40 Whiskies Under $40: The Glenlivet 15 French Oak Reserve

William Wallace Doesn't Scream FrenchA bottle of George Smith’s Finest The Glenlivet 15 French Oak Reserve

The Glenlivet.  Or The Real Glenlivet.  There’s not much I can say about the distillery that hasn’t already been written somewhere.  The distillery was established in 1824 and has generally been killing it since.  So much so that until The Glenlivet fought for it, many whisky brands appended “Glenlivet” to their name just to try and get some positive glow from the brand name affiliation.  Even Macallan did it.   But that was then and this is now.  Does the legend hold?

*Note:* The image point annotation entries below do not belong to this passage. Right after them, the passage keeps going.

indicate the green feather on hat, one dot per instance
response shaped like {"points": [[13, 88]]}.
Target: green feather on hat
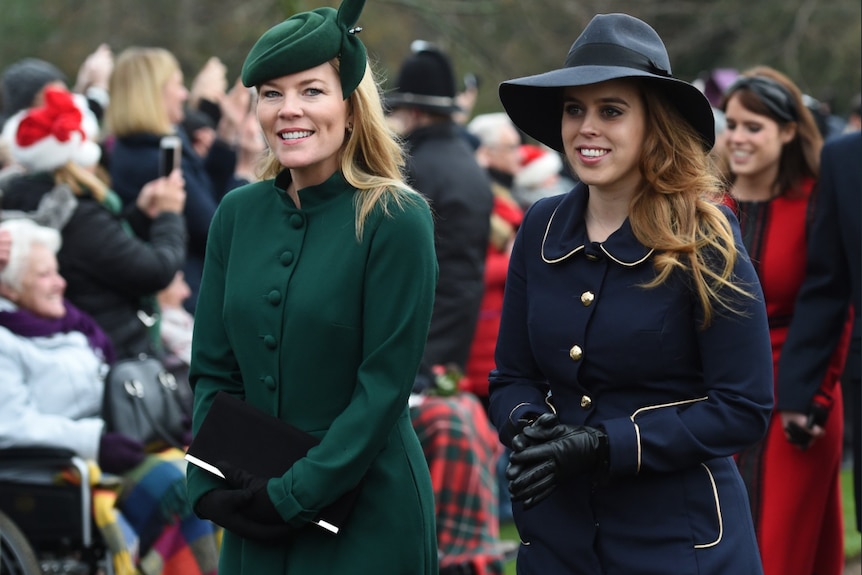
{"points": [[309, 39]]}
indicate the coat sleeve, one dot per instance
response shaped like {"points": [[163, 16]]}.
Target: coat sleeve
{"points": [[517, 386], [733, 412], [214, 366]]}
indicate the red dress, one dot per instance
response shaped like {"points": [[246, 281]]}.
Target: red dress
{"points": [[481, 360], [795, 495]]}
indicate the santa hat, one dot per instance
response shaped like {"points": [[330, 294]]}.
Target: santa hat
{"points": [[62, 130], [538, 163]]}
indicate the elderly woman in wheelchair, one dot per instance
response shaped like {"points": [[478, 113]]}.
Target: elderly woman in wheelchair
{"points": [[53, 359]]}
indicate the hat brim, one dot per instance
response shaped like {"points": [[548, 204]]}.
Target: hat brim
{"points": [[534, 102], [436, 104]]}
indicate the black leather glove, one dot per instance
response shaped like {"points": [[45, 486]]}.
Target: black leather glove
{"points": [[547, 452], [259, 506], [226, 507]]}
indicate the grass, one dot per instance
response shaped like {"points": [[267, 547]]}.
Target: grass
{"points": [[852, 538]]}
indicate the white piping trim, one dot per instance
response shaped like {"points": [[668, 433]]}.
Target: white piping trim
{"points": [[548, 229], [717, 511]]}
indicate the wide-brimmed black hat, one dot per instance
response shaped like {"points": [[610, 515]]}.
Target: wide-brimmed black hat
{"points": [[611, 46], [427, 81]]}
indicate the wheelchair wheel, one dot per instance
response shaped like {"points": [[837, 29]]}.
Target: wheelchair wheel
{"points": [[16, 555]]}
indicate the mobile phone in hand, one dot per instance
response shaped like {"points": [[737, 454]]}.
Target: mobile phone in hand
{"points": [[170, 153]]}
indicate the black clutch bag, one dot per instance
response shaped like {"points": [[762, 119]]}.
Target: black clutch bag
{"points": [[233, 430]]}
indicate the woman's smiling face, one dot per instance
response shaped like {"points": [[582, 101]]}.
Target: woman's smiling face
{"points": [[305, 118], [603, 131]]}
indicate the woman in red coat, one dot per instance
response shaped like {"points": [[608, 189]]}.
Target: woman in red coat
{"points": [[792, 476]]}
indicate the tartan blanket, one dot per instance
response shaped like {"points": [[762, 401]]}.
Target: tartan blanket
{"points": [[147, 524], [462, 448]]}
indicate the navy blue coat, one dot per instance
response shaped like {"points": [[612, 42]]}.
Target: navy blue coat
{"points": [[833, 280], [676, 401]]}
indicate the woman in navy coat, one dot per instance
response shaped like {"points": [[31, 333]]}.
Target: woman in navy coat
{"points": [[633, 358]]}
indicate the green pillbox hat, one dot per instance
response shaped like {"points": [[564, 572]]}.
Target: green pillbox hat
{"points": [[309, 39]]}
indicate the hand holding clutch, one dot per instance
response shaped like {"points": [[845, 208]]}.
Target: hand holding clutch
{"points": [[246, 509]]}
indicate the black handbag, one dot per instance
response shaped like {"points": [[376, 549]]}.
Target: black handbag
{"points": [[145, 401]]}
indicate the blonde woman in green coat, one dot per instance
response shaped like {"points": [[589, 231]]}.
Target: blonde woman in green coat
{"points": [[315, 304]]}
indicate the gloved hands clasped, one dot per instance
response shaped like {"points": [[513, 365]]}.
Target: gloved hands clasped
{"points": [[547, 452], [246, 509]]}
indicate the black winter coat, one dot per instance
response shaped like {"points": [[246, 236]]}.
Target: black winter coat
{"points": [[109, 272]]}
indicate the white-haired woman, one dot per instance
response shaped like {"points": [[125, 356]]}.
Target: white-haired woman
{"points": [[53, 358]]}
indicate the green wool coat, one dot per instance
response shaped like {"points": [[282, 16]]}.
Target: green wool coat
{"points": [[324, 331]]}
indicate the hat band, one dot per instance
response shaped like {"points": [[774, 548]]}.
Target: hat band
{"points": [[423, 100], [613, 55]]}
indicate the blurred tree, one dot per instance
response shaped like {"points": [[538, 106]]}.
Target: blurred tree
{"points": [[818, 43]]}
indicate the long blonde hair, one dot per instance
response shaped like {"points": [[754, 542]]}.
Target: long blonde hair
{"points": [[137, 92], [372, 158], [676, 210]]}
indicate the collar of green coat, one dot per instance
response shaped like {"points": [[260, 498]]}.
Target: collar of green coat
{"points": [[313, 196]]}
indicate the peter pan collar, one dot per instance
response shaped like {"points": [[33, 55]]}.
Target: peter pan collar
{"points": [[566, 235], [314, 196]]}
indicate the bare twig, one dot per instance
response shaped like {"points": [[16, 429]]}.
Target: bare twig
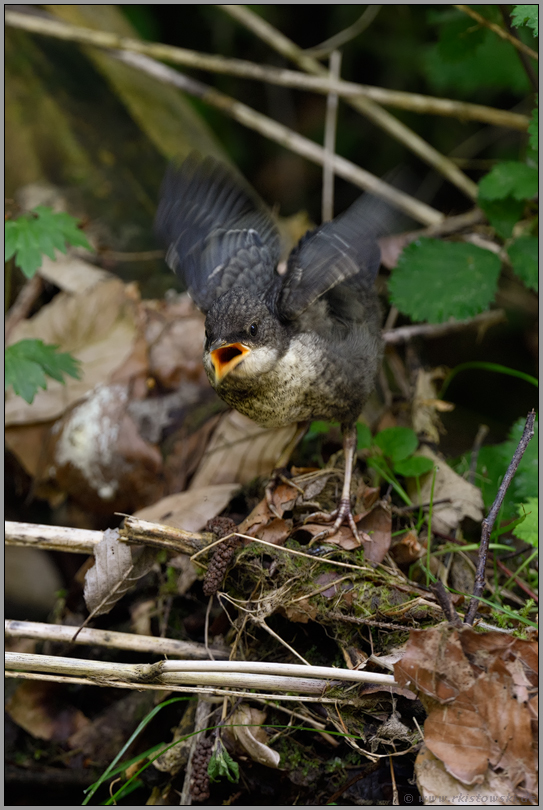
{"points": [[435, 330], [330, 128], [366, 106], [488, 522], [444, 598], [110, 638], [341, 38], [51, 538], [284, 136], [23, 304], [285, 78], [516, 43]]}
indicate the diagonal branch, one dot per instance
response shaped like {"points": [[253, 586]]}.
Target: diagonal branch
{"points": [[373, 111]]}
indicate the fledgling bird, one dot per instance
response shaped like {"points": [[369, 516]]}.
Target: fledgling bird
{"points": [[279, 348]]}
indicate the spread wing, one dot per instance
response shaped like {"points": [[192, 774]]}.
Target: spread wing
{"points": [[333, 253], [217, 235]]}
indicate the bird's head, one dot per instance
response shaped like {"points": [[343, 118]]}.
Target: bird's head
{"points": [[243, 338]]}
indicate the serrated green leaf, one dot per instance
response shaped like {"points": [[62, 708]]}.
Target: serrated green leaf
{"points": [[492, 63], [524, 254], [503, 215], [528, 530], [435, 281], [10, 240], [414, 466], [363, 436], [29, 361], [509, 179], [397, 443], [526, 15], [41, 232], [533, 130], [221, 764]]}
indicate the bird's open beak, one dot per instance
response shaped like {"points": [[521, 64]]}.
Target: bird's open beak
{"points": [[225, 358]]}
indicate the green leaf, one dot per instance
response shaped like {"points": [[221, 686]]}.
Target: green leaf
{"points": [[526, 15], [363, 434], [503, 215], [528, 530], [435, 281], [509, 179], [524, 254], [533, 129], [478, 58], [413, 467], [40, 232], [222, 764], [29, 361], [397, 443]]}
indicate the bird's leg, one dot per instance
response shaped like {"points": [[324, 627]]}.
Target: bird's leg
{"points": [[343, 513]]}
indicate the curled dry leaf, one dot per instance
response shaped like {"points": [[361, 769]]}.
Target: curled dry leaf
{"points": [[114, 572], [246, 728], [98, 327], [465, 498], [189, 510], [474, 688]]}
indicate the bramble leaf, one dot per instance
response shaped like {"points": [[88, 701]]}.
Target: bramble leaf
{"points": [[526, 15], [524, 254], [40, 232], [509, 179], [435, 281], [528, 530], [29, 361]]}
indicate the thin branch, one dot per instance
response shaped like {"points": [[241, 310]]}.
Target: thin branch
{"points": [[376, 114], [348, 34], [330, 128], [516, 43], [249, 675], [488, 522], [436, 330], [110, 638], [51, 538], [284, 136], [266, 73]]}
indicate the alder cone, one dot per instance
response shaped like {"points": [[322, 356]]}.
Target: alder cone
{"points": [[221, 558], [199, 784]]}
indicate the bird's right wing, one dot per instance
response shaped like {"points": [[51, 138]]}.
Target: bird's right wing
{"points": [[217, 235]]}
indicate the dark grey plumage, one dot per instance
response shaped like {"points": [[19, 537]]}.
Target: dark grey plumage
{"points": [[279, 348]]}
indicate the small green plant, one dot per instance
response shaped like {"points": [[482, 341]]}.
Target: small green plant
{"points": [[435, 281], [27, 239], [221, 764]]}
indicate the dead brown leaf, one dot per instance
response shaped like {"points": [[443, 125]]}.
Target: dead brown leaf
{"points": [[475, 688], [115, 570], [189, 510], [465, 498]]}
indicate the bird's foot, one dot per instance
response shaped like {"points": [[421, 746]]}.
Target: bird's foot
{"points": [[343, 514]]}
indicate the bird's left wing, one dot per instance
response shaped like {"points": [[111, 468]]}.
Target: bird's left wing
{"points": [[217, 235], [331, 254]]}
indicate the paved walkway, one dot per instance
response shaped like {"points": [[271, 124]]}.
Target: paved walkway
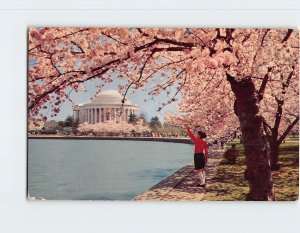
{"points": [[182, 185]]}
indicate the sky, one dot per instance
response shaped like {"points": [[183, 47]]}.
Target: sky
{"points": [[148, 108]]}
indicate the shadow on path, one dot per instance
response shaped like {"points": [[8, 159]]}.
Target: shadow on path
{"points": [[182, 185]]}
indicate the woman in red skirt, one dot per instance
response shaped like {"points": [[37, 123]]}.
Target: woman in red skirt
{"points": [[200, 158]]}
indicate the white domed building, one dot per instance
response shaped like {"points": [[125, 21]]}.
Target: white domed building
{"points": [[106, 106]]}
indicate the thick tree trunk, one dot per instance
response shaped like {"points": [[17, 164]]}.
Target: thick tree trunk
{"points": [[258, 171], [274, 154]]}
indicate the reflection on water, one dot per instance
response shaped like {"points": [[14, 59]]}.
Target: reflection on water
{"points": [[100, 170]]}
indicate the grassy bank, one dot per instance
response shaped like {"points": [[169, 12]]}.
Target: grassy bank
{"points": [[229, 182]]}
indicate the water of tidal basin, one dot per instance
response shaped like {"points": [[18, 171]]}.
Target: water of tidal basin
{"points": [[100, 170]]}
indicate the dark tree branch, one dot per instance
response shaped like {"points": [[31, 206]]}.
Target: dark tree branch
{"points": [[287, 36], [78, 46], [288, 130], [262, 41]]}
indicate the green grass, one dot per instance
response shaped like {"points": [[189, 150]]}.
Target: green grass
{"points": [[229, 183]]}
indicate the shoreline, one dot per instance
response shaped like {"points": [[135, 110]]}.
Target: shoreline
{"points": [[151, 139]]}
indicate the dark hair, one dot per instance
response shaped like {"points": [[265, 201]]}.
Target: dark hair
{"points": [[202, 134]]}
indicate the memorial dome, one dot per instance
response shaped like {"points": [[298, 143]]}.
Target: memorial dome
{"points": [[110, 97]]}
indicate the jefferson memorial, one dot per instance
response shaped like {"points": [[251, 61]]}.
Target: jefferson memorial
{"points": [[106, 106]]}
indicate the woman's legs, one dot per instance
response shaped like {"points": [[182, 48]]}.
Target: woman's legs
{"points": [[200, 174]]}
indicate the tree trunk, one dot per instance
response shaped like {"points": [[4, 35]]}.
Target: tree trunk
{"points": [[274, 154], [258, 171]]}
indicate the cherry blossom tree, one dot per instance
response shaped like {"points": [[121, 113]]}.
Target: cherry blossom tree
{"points": [[113, 127], [222, 75]]}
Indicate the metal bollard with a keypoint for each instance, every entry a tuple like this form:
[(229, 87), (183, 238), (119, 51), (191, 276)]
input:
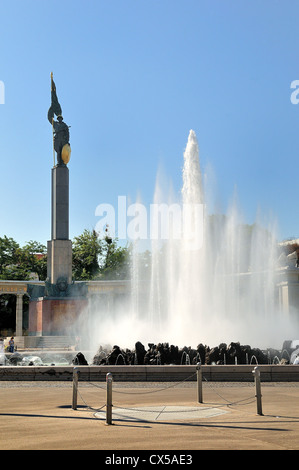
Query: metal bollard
[(257, 378), (109, 380), (199, 383), (75, 387)]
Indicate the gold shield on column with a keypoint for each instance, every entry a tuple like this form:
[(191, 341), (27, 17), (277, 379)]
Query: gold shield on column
[(66, 153)]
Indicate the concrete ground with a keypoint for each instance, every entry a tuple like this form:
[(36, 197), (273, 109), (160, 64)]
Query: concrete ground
[(148, 416)]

The Glenlivet 15 Year French Oak Reserve

Half Full?  One Large Gulp To AnotherThe Glenlivet 15 French Oak Reserve

Color: a pale, pale gold

Nose: Strong brown sugar.  Almonds, vanilla, some freshly baked raisin bread and spearmint.  very delicious nose. there is a little bit of pine there, too.  Though you have to search for it.
Palate: very chewy.  a decent amount of oak and the raisin bread (though slightly less sweet) is still there.  a new cinnamon butter cookie is present, but there’s not as much favor as the nose promises.  Even with that, it’s very easy to drink.
Finish: the finish is very nice.  it’s long, drying, with an underlying sweetness and a minty tinge on top.  The finish lasts quite a bit.  A long drying sweet tinged deliciousness.
Overall: So the legend still holds.  This is a really delicious dram.  It’s one of those whiskies that surprises you with its drinkability, just because the flavor is somewhat complex and layered, but easily approachable.  It’s a great dessert dram and a price point of under $40 for a 15 year old whisky is pretty damn great.  Price paid: $39.99

Other Opinions:

  • Whiskyboys also like the dram, though find more wood than I did.  They all found it sweet, though.
  • The venerable Dr. Whisky finds loads in the nose from hippie oils to salty black licorice and contends that everyone will find something different.  Well put.  He also gets the dry finish but finds more in the palate than I do and equated Glenlivet cork popping sounds with flatulence.  Methinks the good Dr. enjoyed the whisky a bit much that night (though truth be told, there is NOT a satisfying pop on my bottle).
  • The average on For Peat Sake is a low 78 with descriptors like “Not Offensive” and “too much alcohol”, which frankly confuses me but so be it.
  • Peat and Smoke finds oak and spice as well, but agrees on some of the sweeter notes.  He thinks its too sophisticated and complex for a daily drinker.  Take that, stereotypes.